While most of the funding comes from the federal government, the money pays for “locally led” conservation efforts, says Tom M. Lucas of the USDA-NRCS in Oklahoma. For example, a district might decide that “no-till” farming methods are key to soil conservation in Oklahoma’s panhandle.  The commission and district help train farmers and ranchers on the new technique, wherein residual crop stubble is maintained to help prevent erosion and improve soil quality and water retention. Some farmers and ranchers are also eligible for direct payments from the government if they convert fields to no-till and meet certain benchmarks.  

Districts in other parts of the state might spend money on red cedar eradication, an effort to reduce a fuel rapidly consumed by devastating wildfires. 

Arthur Rothstein / Library of Congress

A farmer in 1936 fights drought and dust with irrigation in Cimarron County, Okla.

Soil Conservation

The Dust Bowl’s most visible legacy was fueled by erosion and soil degradation, the result of over-cultivation and bad land management. From the devastation came organized education, and a determination to change how Oklahomans used the land itself.

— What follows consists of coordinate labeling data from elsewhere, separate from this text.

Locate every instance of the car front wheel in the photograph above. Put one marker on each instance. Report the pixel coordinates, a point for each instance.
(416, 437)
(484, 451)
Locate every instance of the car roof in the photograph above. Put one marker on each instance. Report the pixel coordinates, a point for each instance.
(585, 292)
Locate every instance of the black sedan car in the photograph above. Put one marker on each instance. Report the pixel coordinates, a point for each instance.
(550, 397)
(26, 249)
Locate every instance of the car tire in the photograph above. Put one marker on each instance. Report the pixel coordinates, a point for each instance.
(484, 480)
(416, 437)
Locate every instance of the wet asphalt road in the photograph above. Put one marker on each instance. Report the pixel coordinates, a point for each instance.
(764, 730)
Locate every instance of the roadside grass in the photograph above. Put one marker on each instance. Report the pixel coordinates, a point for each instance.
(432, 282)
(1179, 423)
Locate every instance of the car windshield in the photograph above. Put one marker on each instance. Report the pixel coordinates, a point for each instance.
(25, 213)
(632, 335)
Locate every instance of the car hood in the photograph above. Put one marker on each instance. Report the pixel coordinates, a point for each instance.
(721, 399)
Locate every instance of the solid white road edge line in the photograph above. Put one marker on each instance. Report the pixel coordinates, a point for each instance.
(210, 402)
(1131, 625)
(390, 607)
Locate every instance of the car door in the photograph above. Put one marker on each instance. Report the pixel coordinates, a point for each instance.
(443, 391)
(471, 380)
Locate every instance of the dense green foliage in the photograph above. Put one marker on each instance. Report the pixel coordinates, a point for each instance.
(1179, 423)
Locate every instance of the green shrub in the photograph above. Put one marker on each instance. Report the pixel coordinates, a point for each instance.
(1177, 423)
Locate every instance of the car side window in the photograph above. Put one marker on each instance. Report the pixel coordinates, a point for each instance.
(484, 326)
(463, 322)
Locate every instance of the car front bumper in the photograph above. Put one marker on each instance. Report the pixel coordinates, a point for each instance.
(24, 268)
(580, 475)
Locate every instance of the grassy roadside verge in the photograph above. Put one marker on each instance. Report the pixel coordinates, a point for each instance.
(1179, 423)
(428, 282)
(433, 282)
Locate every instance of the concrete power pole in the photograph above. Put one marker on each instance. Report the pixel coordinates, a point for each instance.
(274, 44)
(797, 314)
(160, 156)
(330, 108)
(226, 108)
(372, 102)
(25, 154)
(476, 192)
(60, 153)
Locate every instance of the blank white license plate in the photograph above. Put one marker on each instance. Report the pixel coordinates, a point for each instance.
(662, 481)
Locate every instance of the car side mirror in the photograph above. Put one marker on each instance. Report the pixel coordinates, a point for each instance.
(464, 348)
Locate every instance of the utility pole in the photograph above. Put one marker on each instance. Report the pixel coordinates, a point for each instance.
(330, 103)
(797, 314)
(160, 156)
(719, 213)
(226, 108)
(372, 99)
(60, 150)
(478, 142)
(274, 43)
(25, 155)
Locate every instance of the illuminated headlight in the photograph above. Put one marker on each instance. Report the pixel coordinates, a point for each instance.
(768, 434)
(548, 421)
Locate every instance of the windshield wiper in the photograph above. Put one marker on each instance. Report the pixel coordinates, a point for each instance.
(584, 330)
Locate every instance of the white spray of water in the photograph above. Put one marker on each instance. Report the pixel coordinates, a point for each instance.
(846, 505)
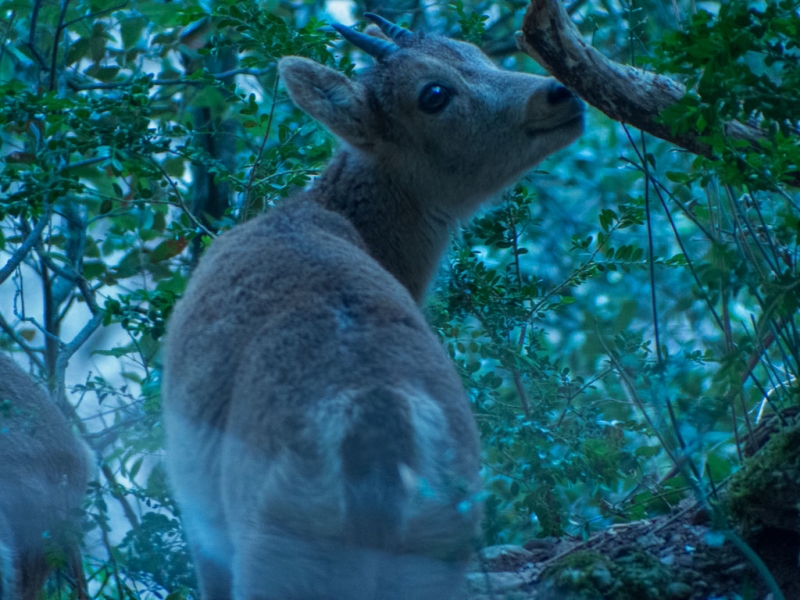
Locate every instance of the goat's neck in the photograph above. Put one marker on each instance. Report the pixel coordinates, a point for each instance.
(400, 228)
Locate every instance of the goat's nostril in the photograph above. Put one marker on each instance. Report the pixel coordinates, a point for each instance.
(558, 93)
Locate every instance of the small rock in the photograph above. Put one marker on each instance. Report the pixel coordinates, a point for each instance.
(649, 539)
(505, 557)
(679, 590)
(736, 569)
(602, 578)
(495, 583)
(684, 560)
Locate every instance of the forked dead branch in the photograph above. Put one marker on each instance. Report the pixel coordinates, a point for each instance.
(320, 444)
(624, 93)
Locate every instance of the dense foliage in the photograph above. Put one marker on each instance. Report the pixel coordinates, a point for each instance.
(620, 318)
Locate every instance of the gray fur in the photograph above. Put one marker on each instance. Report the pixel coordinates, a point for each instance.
(319, 443)
(44, 470)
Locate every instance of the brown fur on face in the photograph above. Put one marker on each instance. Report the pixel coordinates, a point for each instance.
(44, 470)
(320, 444)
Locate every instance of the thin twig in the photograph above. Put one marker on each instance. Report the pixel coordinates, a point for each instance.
(96, 13)
(249, 194)
(32, 354)
(54, 56)
(166, 82)
(26, 246)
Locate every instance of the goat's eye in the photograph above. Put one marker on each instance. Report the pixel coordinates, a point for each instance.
(434, 98)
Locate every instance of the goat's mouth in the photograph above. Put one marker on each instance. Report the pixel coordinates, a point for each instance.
(536, 129)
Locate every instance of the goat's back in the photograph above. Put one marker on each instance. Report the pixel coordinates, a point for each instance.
(306, 399)
(44, 470)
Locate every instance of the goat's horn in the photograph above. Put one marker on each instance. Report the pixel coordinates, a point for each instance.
(372, 45)
(395, 32)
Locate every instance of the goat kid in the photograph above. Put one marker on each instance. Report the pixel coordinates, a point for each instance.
(319, 442)
(44, 470)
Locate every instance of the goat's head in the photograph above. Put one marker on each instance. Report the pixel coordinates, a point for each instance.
(437, 114)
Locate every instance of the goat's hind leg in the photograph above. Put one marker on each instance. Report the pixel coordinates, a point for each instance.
(276, 565)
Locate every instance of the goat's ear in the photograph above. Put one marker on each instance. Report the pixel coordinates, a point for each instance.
(329, 97)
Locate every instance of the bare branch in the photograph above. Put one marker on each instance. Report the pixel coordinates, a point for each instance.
(26, 246)
(622, 92)
(31, 352)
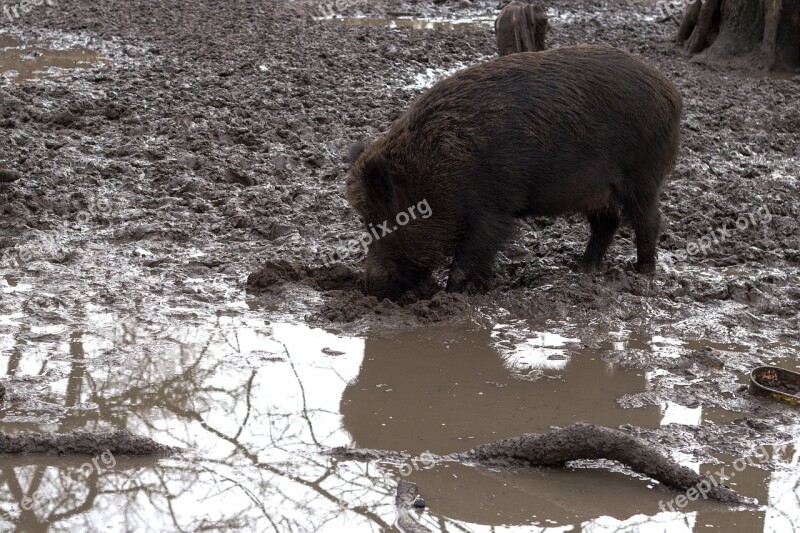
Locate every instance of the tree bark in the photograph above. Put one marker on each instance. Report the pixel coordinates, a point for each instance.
(574, 442)
(744, 33)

“It would be accurate to say that all soil conservation programs were started as a result of the Dust Bowl,” says Jason Warren, a soil and water conservation specialist and assistant professor at Oklahoma State University.

Soil conservation practices have evolved significantly since the 1930s, says Clay Pope, executive director of the Oklahoma Association of Conservation Districts. Much of the focus now is on converting marginal cropland back to grassland, and in encouraging the use of no-till or strip-till farming. The commission and districts can give farmers and ranchers financial assistance for equipment and programs that improve water quality and reduce the amount of soil disturbance — a key contributor to Dust Bowl dustiness.

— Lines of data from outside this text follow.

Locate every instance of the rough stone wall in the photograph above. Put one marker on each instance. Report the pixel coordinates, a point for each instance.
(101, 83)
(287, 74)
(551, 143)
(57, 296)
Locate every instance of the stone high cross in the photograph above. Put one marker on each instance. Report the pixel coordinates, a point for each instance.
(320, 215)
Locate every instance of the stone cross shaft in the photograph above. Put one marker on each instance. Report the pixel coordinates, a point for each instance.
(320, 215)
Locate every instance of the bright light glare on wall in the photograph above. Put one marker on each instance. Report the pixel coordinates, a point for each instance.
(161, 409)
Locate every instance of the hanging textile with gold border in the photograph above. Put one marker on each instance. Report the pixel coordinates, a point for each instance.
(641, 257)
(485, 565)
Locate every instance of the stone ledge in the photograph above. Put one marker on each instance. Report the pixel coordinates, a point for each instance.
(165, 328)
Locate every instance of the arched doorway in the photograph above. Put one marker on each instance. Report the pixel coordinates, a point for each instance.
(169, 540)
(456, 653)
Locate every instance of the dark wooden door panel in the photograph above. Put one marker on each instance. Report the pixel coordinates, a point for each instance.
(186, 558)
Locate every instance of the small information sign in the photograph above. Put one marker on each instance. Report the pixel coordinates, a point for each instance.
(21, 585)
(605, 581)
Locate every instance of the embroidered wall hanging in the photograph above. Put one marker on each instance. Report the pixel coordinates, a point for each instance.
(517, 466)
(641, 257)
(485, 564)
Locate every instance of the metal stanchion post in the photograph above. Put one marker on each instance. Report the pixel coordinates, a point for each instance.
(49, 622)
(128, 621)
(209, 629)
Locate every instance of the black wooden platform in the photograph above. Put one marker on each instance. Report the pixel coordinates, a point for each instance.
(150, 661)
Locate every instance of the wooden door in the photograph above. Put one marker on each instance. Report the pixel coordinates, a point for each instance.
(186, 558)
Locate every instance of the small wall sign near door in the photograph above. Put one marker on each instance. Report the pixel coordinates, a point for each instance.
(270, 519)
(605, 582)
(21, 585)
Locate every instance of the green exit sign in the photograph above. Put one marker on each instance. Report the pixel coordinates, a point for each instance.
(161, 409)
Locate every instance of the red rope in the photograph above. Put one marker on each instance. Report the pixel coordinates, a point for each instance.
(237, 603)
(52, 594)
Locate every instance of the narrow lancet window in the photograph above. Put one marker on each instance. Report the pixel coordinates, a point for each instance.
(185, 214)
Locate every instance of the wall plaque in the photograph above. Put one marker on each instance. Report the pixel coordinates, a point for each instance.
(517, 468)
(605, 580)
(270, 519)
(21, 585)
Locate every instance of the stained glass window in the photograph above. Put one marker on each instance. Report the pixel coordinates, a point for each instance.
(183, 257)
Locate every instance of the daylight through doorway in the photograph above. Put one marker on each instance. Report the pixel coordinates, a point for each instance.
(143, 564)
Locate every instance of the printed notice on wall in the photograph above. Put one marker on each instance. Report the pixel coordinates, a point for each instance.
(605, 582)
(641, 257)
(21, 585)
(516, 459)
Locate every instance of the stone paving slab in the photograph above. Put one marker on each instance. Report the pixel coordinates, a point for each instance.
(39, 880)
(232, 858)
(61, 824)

“It’s work that’s never done,” Pope says. “We’re constantly learning.”

And Oklahomans have learned, Warren says. Drought played a major role in the “Dirty Thirties,” a term for the era coined for clouds of dust, but the state experienced more extreme drought conditions in the 1950s. And the drought currently gripping much of the nation — especially Oklahoma and Texas — is even more intense, according to data from the National Oceanic and Atmospheric Administration.

“But the dust did not return because of the practices implemented to control erosion,” Warren says.

The state still has a long way to go, Pope says. Oklahoma is “20 years behind” other states when it comes to adoption of no-till farming techniques, he says. And reminders of the Dust Bowl days still crop up in modern day Oklahoma.

In mid-October, an immense dust storm blacked-out the sky over portions of northern Oklahoma, causing traffic accidents and forcing authorities to close Interstate 35 near Blackwell. The Blackwell blackout — and a similar storm that charged through Lubbock, Texas in October 2011 — are the direct result of soil erosion in drought conditions, Pope says.

“If you turn your back on this monster,” he says, “it can still reach a claw out from the cage we’ve got it in and grab you.”